Currently, a limited number of compounds have shown clinical efficacy in the treatment of IBD. These include corticosteroids, 5-aminosalicylic acid (5-ASA), methotrexate (MTX) and 6-mercaptopurine (6-MP).15-17 Studies in animal models of intestinal inflammation have shown that some of these agents can profoundly attenuate the recruitment of leucocytes,18 ,19raising the possibility that these drugs might exert their beneficial effects by inhibiting the expression of ECAMs.

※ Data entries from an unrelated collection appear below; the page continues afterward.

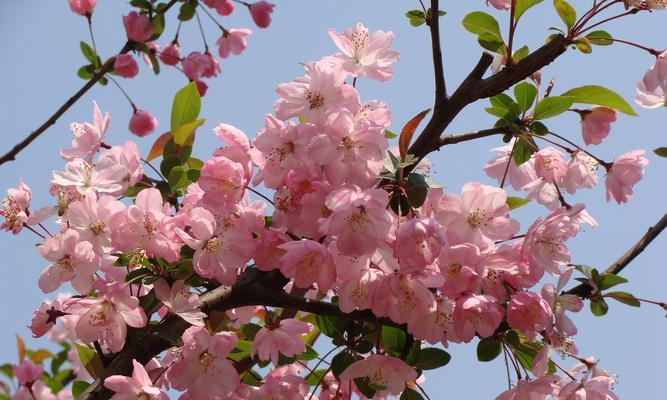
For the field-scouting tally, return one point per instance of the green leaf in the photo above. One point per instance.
(661, 151)
(525, 95)
(90, 360)
(186, 106)
(522, 6)
(600, 38)
(625, 298)
(516, 202)
(552, 106)
(432, 358)
(183, 132)
(79, 387)
(488, 349)
(566, 12)
(601, 96)
(479, 23)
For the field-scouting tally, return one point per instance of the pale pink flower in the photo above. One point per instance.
(87, 137)
(549, 165)
(15, 208)
(538, 389)
(284, 337)
(261, 13)
(517, 175)
(223, 7)
(382, 371)
(307, 262)
(179, 300)
(500, 4)
(139, 386)
(359, 220)
(204, 370)
(147, 225)
(529, 313)
(233, 41)
(220, 249)
(596, 124)
(365, 53)
(479, 314)
(138, 27)
(126, 66)
(418, 243)
(171, 54)
(478, 215)
(142, 123)
(459, 266)
(626, 170)
(581, 172)
(105, 318)
(321, 90)
(73, 260)
(82, 7)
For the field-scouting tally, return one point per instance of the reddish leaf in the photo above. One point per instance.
(408, 131)
(158, 146)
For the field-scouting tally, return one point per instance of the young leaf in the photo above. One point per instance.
(601, 96)
(408, 131)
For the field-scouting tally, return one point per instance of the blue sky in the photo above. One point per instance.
(41, 47)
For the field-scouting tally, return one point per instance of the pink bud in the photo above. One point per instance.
(171, 54)
(261, 13)
(138, 26)
(126, 66)
(82, 7)
(142, 123)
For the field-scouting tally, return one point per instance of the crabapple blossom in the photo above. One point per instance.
(365, 53)
(142, 123)
(626, 170)
(282, 337)
(596, 124)
(139, 386)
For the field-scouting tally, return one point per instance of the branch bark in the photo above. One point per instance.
(584, 290)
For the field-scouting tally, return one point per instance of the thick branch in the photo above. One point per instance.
(584, 290)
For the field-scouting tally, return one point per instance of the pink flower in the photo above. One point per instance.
(139, 386)
(142, 123)
(478, 215)
(233, 41)
(73, 260)
(261, 13)
(138, 27)
(280, 337)
(596, 124)
(87, 137)
(105, 318)
(307, 262)
(82, 7)
(180, 301)
(366, 54)
(500, 4)
(223, 7)
(383, 372)
(476, 314)
(171, 54)
(529, 313)
(626, 170)
(126, 66)
(418, 242)
(359, 220)
(204, 370)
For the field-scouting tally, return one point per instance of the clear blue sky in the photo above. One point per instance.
(41, 46)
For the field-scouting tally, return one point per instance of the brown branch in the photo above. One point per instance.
(584, 290)
(104, 69)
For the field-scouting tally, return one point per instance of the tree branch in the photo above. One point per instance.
(584, 290)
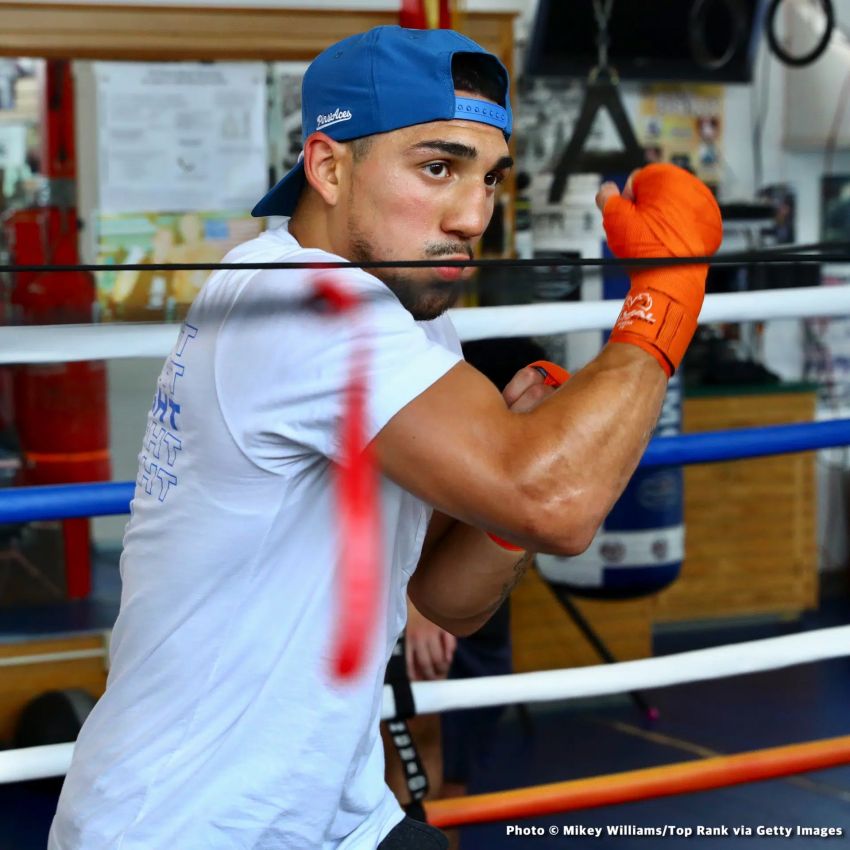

Recently, a novel approach has been developed to quantify the expression of ECAMs in different vascular beds of the rat and mouse.12-14 This technique, based on the use of radiolabelled monoclonal antibodies directed against specific adhesion glycoproteins, has been used in studies designed to define the influence of cytokines and bacterial endotoxin on the expression of P- and E-selectin, ICAM-1, and VCAM-1 in the gastrointestinal vasculature. In the present study, the dual radiolabelled monoclonal antibody technique was used to determine whether drugs that are commonly used for the treatment of IBD—that is corticosteroids, 5-ASA, MTX, and 6-MP, alter the expression of ECAMs elicited bySalmonella abortus equii.
Methods
MONOCLONAL ANTIBODIES
The binding monoclonal antibodies used for the in vivo assessment of P-selectin, E-selectin, ICAM-1, and VCAM-1 expression were: RB40.34, a rat IgG1 against mouse P-selectin (PharMingen Inc., San Diego, California, USA)13 ,20; 10E6, a rat IgG2 against mouse E-selectin13 ,21; YN-1, a rat IgG2b directed against mouse ICAM-1 (provided by Bayer Corporation, West Haven, Connecticut, USA)14 ,22; and MK1.9.1, a rat IgG1 targeted against mouse VCAM-1 (provided by Bayer Corporation, West Haven, Connecticut, USA).14 ,23 ,24 P-23, a non-binding murine IgG1 against human P-selectin (Pharmacia-Upjohn, Kalamazoo, Michigan, USA) was also used in the experimental protocols.25
RADIO-IODINATION OF THE MONOCLONAL ANTIBODIES
All the binding monoclonal antibodies, RB40.34, 10E6, YN-1, and MK1.9.1, and the non-binding monoclonal antibody, P-23, were radiolabelled with 125I and 131I (Du Pont NEN, Boston, Massachusetts, USA) respectively, using the iodogen method.26 Briefly, 250 μg of protein was incubated with 250 μCi of sodium 125I (or sodium 131I) and 125 μg of iodogen at 4°C for 12 minutes. Phosphate buffered saline (PBS) was added to bring the total volume to 2.5 ml. The radiolabelled monoclonal antibody was then separated from free 125I by gel filtration on a Sephadex PD-10 column (Pharmacia LKB, Uppsala, Sweden). Phosphate buffer with 1% bovine serum albumin (BSA) was used to equilibrate the column and to elute the radiolabelled antibody. Two 2.5 ml fractions were collected with the second fraction containing the labelled monoclonal antibody. This technique has been previously used for the preparation of both antirat and antimouse ECAM binding monoclonal antibodies.12-14 Radiolabelled monoclonal antibodies were stored at 4°C. The monoclonal antibodies were dialysed at two week intervals after labelling to ensure minimal free radioactive iodine in the injection. However, less than 1% of the total activity of the protein fraction was recovered after extensive dialysis.
ANIMALS AND MATERIALS
Male C57Bl/6J mice (n=148) at 8–10 weeks of age were obtained from Harlan Sprague-Dawley, Inc. (Frederick, Maryland, USA) and maintained on normal rodent chow. Lipopolysaccharide (LPS) derived fromSalmonella abortus equii, and all chemicals used in buffer solutions were obtained from Sigma Chemical Co. (St Louis, Missouri, USA).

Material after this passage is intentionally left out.